Streptococcus thoraltensis

Scientific classification
- Domain: Bacteria
- Kingdom: Bacillati
- Phylum: Bacillota
- Class: Bacilli
- Order: Lactobacillales
- Family: Streptococcaceae
- Genus: Streptococcus
- Species: S. thoraltensis
- Binomial name: Streptococcus thoraltensis Devriese et al., 1997
- Type strain: S69 (DSM 12221)

= Streptococcus thoraltensis =

- Genus: Streptococcus
- Species: thoraltensis
- Authority: Devriese et al., 1997

Species of bacterium

Streptococcus thoraltensis is a species of Gram-positive, facultatively anaerobic bacteria in the genus Streptococcus. It was first described in 1997 after isolation from the genital tract of sows in Belgium. The species is part of the viridans streptococci group and is primarily associated with animals, particularly pigs. Although rare in clinical contexts, it has been occasionally reported as an opportunistic pathogen in humans.

== Taxonomy ==
Streptococcus thoraltensis was described in 1997 based on isolates from healthy sows. It belongs to the family Streptococcaceae, order Lactobacillales, and phylum Bacillota. The species name refers to Torhout, Belgium (Latin: Thoraltum), where it was first discovered.
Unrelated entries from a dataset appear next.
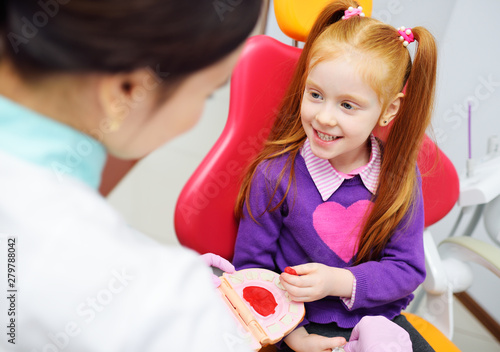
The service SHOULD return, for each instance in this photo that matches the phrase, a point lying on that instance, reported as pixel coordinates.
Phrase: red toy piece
(290, 271)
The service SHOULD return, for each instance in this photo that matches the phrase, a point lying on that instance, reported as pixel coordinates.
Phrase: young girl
(328, 198)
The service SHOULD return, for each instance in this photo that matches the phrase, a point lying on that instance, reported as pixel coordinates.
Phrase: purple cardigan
(287, 237)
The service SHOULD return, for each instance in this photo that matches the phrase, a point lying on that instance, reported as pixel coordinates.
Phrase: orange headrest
(296, 17)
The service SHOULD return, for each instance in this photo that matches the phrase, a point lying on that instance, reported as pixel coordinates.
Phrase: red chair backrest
(204, 215)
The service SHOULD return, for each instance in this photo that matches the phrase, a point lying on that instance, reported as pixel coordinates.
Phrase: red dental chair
(204, 216)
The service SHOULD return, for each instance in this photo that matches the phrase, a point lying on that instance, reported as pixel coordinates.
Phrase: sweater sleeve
(257, 240)
(402, 266)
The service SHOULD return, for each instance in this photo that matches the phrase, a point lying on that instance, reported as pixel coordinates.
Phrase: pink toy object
(406, 35)
(261, 305)
(351, 12)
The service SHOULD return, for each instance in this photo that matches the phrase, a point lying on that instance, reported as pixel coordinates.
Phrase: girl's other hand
(315, 281)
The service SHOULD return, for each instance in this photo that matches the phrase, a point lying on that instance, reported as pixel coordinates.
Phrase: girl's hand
(300, 340)
(315, 281)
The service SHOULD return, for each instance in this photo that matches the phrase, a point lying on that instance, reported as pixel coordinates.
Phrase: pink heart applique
(339, 227)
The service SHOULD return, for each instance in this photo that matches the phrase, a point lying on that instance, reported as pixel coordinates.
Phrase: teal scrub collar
(43, 141)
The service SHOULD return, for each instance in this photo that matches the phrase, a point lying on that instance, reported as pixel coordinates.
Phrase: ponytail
(397, 191)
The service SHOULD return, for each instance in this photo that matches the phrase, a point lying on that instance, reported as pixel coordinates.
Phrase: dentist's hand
(217, 261)
(378, 334)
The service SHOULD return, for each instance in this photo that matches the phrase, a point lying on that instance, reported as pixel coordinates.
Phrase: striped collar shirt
(328, 180)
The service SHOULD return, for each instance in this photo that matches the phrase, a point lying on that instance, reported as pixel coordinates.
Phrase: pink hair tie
(406, 36)
(351, 12)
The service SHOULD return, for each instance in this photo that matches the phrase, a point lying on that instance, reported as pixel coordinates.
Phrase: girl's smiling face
(339, 111)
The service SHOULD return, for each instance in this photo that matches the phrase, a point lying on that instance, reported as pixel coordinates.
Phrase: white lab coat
(88, 282)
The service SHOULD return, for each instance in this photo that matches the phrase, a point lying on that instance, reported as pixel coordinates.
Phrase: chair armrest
(472, 250)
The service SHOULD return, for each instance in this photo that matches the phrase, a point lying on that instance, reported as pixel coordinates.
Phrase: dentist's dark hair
(171, 36)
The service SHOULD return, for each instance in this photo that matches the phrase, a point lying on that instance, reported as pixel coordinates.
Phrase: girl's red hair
(388, 70)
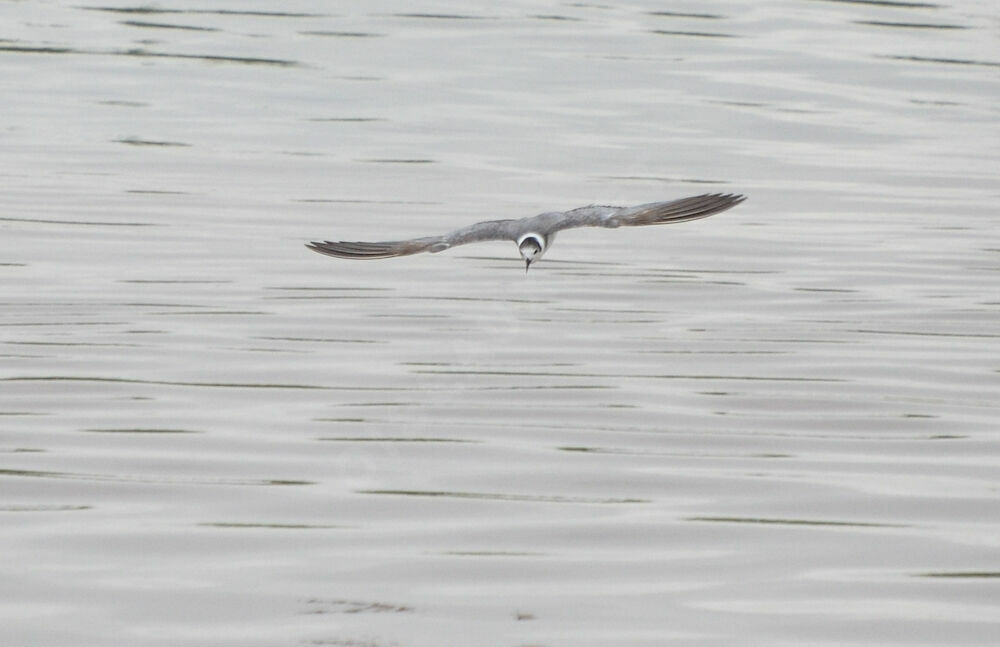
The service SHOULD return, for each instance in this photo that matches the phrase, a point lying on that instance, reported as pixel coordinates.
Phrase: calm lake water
(777, 426)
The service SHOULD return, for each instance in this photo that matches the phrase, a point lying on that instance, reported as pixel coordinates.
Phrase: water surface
(777, 426)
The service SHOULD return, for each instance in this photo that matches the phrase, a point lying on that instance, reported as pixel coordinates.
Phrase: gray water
(777, 426)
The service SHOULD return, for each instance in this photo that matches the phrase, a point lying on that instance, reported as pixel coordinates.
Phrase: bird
(534, 235)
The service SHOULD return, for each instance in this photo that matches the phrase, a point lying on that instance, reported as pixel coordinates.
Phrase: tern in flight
(535, 235)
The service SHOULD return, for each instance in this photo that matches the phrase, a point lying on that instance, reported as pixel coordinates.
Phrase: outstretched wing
(490, 230)
(652, 213)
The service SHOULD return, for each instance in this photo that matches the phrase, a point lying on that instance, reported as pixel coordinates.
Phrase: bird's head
(531, 246)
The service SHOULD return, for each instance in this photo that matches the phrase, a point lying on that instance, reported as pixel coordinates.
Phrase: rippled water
(775, 426)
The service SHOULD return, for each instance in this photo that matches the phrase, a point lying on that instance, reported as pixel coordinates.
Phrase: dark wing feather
(653, 213)
(490, 230)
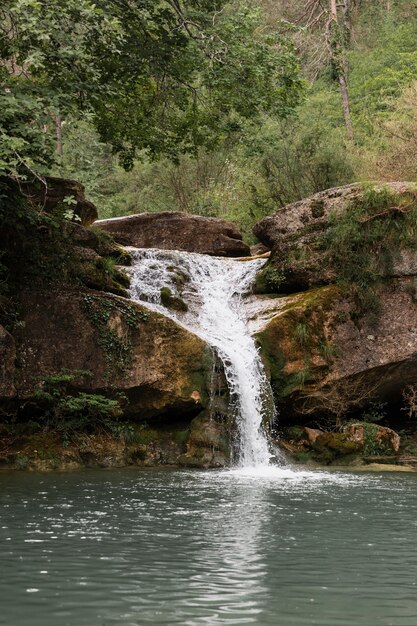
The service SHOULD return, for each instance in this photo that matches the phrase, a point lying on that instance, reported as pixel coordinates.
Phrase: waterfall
(213, 290)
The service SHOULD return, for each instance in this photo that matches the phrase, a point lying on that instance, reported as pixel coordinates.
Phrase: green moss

The type strain is S69, also catalogued as DSM 12221.

== Ecology ==
Streptococcus thoraltensis has been isolated from the gastrointestinal and genital tracts of pigs and rabbits. It has also been found in raw cow's milk, likely through environmental contamination. Its presence in humans is rare, but it has been recovered from subgingival plaque, nasopharyngeal swabs, and the respiratory tract, particularly in individuals with animal contact or compromised immunity.

== Clinical relevance ==
The bacterium is generally considered nonpathogenic in animals, though it may act as a commensal. In humans, a small number of opportunistic infections have been reported, including cases of bacteremia, pneumonia, endocarditis, and maternal-neonatal infection. A 2019 case documented postpartum pneumonia and sepsis caused by S. thoraltensis, and another in 2020 reported vancomycin-resistant endocarditis in a patient with a prosthetic heart valve.

Most clinical isolates have been susceptible to beta-lactams and vancomycin, though some environmental strains harbor antimicrobial resistance genes such as vanA and optrA, raising concern over emerging multidrug resistance.